Personal information
- Full name: Colin Frank Slater
- Date of birth: 12 April 1934
- Date of death: 17 May 2000 (aged 66)
- Original team(s): Ringwood
- Height: 178 cm (5 ft 10 in)
- Weight: 81 kg (179 lb)

Playing career^{1}
- Years: Club / Games (Goals)
- 1953–55: Richmond / 19 (0)
- ^{1} Playing statistics correct to the end of 1955.

= Frank Slater =

Australian rules footballer

Colin Frank Slater (12 April 1934 – 17 May 2000) was a former Australian rules footballer who played with Richmond in the Victorian Football League (VFL).

Slater played at Ringwood for three years in the Eastern Suburban Football League, then onto Richmond in 1953.

Slater won the Richmond reserves best and fairest in 1954.

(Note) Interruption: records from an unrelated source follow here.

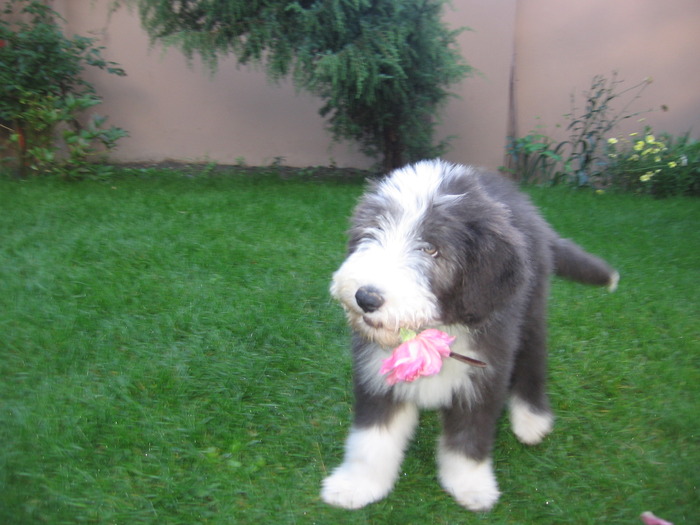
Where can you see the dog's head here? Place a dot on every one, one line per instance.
(428, 246)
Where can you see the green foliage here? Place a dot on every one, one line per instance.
(170, 355)
(660, 166)
(382, 67)
(42, 94)
(581, 159)
(532, 158)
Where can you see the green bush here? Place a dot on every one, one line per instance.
(580, 159)
(661, 166)
(42, 94)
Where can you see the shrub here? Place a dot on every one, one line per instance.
(580, 159)
(661, 166)
(42, 93)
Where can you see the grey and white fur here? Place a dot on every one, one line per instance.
(460, 249)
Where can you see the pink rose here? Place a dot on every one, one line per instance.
(418, 356)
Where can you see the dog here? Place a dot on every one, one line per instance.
(458, 249)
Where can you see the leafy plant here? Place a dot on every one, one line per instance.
(532, 159)
(43, 95)
(581, 159)
(382, 67)
(661, 166)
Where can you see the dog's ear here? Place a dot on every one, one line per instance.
(491, 264)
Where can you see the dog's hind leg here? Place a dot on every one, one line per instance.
(464, 454)
(373, 454)
(530, 414)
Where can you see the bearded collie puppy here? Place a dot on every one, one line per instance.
(457, 249)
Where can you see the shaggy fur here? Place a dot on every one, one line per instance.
(436, 245)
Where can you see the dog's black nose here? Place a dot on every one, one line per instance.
(369, 299)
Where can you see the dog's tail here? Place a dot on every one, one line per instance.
(572, 262)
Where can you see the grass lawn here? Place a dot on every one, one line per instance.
(169, 354)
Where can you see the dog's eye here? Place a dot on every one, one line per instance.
(430, 249)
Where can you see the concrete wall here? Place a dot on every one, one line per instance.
(562, 45)
(178, 111)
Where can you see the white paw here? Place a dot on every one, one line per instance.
(472, 484)
(529, 427)
(349, 490)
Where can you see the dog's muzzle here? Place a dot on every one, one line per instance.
(369, 299)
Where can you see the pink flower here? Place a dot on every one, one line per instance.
(418, 356)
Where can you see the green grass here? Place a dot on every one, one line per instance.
(169, 355)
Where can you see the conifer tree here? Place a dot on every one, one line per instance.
(383, 68)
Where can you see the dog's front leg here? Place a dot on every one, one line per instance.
(373, 454)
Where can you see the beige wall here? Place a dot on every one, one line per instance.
(562, 45)
(173, 111)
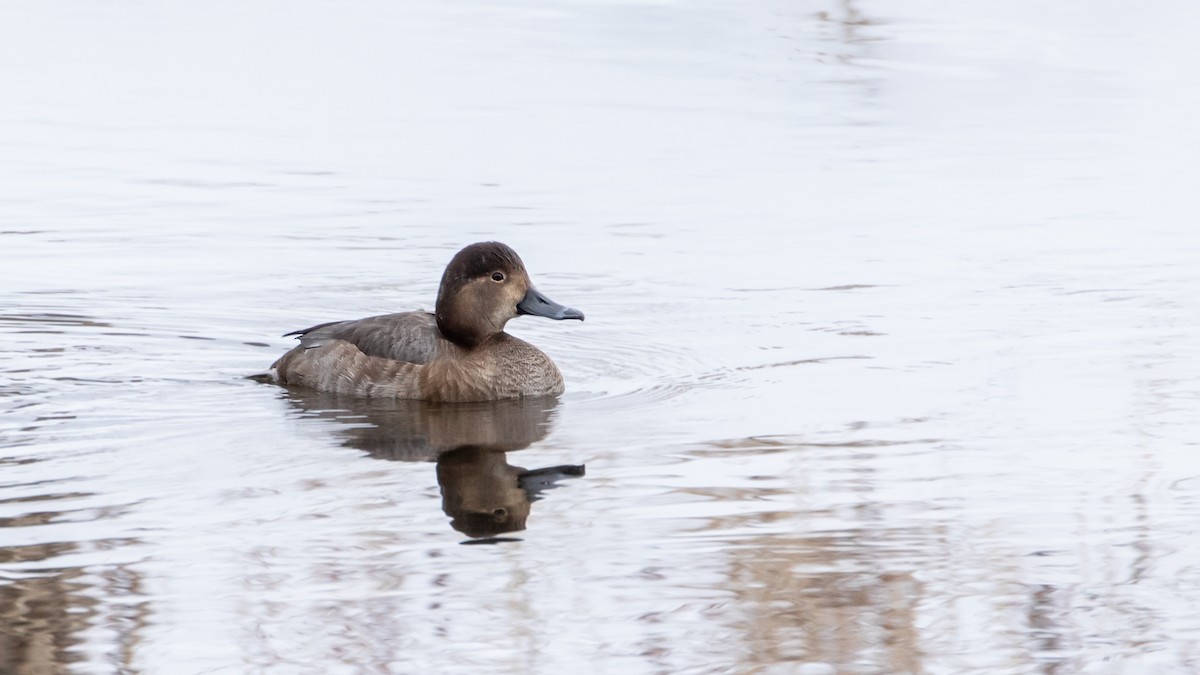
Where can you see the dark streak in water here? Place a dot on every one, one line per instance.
(798, 362)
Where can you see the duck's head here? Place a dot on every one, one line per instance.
(484, 286)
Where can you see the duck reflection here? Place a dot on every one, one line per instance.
(483, 494)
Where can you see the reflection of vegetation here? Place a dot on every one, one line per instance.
(43, 617)
(805, 609)
(46, 609)
(41, 620)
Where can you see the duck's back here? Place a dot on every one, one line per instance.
(405, 336)
(378, 356)
(405, 356)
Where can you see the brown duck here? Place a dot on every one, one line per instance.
(457, 353)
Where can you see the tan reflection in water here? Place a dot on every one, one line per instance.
(43, 617)
(483, 494)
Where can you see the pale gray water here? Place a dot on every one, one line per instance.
(892, 359)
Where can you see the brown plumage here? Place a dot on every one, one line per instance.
(457, 353)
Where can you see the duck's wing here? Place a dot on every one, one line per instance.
(406, 336)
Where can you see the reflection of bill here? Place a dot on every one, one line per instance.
(485, 496)
(481, 493)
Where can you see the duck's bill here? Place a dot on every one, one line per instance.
(535, 304)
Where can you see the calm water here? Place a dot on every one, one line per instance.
(892, 360)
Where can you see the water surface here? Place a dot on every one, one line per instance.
(891, 362)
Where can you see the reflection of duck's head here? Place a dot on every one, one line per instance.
(481, 493)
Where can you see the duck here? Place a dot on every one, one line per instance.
(457, 353)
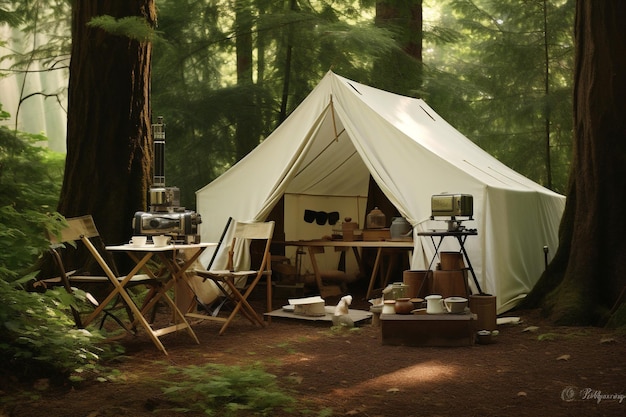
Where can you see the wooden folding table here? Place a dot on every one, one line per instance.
(168, 256)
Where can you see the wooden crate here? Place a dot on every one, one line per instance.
(428, 329)
(376, 234)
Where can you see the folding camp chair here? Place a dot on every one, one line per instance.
(83, 229)
(234, 282)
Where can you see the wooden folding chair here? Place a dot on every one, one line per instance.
(234, 282)
(83, 229)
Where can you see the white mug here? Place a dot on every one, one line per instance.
(161, 240)
(434, 304)
(138, 240)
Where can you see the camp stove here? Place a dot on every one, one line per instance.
(165, 217)
(452, 208)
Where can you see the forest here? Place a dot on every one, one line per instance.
(226, 73)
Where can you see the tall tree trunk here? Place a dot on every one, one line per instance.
(401, 70)
(589, 270)
(246, 137)
(109, 142)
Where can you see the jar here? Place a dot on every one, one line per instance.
(403, 306)
(399, 228)
(395, 291)
(389, 307)
(376, 219)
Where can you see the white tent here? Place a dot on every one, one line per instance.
(321, 156)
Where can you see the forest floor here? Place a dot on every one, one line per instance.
(532, 369)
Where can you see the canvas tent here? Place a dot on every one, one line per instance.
(320, 158)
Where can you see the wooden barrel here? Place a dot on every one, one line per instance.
(450, 283)
(484, 306)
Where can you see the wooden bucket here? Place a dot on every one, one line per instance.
(450, 283)
(418, 283)
(484, 306)
(451, 261)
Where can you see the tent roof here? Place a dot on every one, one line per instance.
(344, 131)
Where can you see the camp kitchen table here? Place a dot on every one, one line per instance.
(461, 236)
(168, 255)
(355, 244)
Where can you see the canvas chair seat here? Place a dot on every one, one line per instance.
(235, 283)
(330, 281)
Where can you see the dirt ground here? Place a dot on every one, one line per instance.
(532, 369)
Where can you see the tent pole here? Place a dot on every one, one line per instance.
(332, 114)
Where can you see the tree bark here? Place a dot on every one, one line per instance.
(589, 270)
(109, 139)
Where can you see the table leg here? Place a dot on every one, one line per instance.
(469, 264)
(374, 272)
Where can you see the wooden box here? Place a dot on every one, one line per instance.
(428, 329)
(376, 235)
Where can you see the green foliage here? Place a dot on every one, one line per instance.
(30, 183)
(505, 81)
(217, 389)
(132, 27)
(38, 338)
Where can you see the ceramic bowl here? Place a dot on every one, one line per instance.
(455, 305)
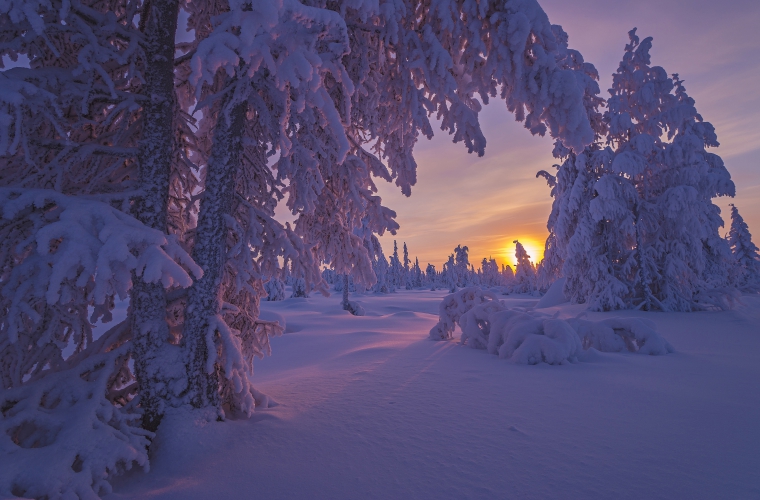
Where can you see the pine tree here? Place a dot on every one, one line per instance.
(746, 275)
(525, 271)
(106, 110)
(633, 224)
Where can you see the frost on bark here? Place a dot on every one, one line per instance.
(204, 301)
(155, 357)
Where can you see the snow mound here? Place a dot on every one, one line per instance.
(620, 335)
(273, 317)
(530, 337)
(454, 306)
(554, 296)
(354, 308)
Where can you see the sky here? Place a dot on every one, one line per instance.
(487, 202)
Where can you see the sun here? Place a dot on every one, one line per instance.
(534, 247)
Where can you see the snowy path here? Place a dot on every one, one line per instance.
(368, 408)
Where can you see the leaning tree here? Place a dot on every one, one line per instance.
(143, 164)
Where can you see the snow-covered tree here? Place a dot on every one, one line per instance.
(106, 109)
(431, 276)
(525, 271)
(633, 223)
(746, 275)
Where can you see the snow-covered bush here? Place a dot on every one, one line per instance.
(530, 337)
(275, 289)
(299, 289)
(68, 420)
(454, 306)
(61, 255)
(66, 432)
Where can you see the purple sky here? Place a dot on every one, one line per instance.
(487, 202)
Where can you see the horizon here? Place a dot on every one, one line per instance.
(461, 199)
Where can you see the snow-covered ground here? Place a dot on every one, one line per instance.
(368, 407)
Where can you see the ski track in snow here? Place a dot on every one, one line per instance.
(369, 408)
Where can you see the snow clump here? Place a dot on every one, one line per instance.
(530, 337)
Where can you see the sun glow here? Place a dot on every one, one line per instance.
(534, 248)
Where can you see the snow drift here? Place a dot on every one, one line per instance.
(530, 337)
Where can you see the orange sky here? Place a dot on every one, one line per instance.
(486, 203)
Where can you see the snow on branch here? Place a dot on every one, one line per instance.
(528, 337)
(61, 254)
(65, 435)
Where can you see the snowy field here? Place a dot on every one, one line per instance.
(368, 407)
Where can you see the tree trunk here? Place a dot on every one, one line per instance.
(346, 306)
(209, 252)
(152, 351)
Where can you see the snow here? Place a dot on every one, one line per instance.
(554, 296)
(368, 407)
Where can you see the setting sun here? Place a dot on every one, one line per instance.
(534, 247)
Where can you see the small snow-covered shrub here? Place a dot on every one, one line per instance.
(454, 306)
(299, 288)
(621, 334)
(530, 337)
(275, 289)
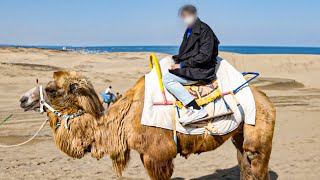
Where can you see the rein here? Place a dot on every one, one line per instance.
(43, 104)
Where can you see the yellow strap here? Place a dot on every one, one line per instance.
(234, 98)
(153, 61)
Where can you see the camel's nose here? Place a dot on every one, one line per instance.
(23, 99)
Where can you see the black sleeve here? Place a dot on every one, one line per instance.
(206, 50)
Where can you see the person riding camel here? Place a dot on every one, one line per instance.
(196, 62)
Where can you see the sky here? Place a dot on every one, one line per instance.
(156, 22)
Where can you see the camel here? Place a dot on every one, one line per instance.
(118, 130)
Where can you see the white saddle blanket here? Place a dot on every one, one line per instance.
(228, 79)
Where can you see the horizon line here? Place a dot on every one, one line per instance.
(77, 46)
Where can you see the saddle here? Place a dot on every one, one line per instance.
(203, 93)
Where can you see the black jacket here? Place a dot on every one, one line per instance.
(198, 54)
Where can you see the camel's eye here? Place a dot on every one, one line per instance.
(74, 88)
(52, 92)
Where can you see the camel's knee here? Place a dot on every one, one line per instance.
(157, 169)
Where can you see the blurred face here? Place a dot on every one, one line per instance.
(188, 18)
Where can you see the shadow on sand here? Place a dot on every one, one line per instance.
(231, 173)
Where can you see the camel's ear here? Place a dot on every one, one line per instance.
(74, 88)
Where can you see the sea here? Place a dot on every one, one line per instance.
(174, 49)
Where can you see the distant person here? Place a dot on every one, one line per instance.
(195, 62)
(107, 96)
(108, 90)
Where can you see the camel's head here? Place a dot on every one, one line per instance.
(67, 90)
(69, 93)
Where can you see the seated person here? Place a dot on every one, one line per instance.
(195, 62)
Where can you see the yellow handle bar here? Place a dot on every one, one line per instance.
(153, 61)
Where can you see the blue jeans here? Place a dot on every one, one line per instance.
(174, 85)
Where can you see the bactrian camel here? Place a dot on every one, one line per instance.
(118, 130)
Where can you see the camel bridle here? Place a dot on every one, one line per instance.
(44, 104)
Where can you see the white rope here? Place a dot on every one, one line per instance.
(20, 144)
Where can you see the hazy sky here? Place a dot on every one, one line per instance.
(155, 22)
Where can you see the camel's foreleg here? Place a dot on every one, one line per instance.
(158, 169)
(244, 164)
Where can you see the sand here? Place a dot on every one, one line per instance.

Slater was captain-coach of Red Cliffs in the Sunraysia Football League from 1957 to 1961, coaching them to a flag in 1959 and runners up in 1960. Slater also won the 1957 Sunraysia Football League's best and fairest award, the McLeod Medal.

Slater then coached Tatura in the Goulburn Valley Football League in 1961 and 1962, before taking on the captain-coach role at Mangoplah in 1963.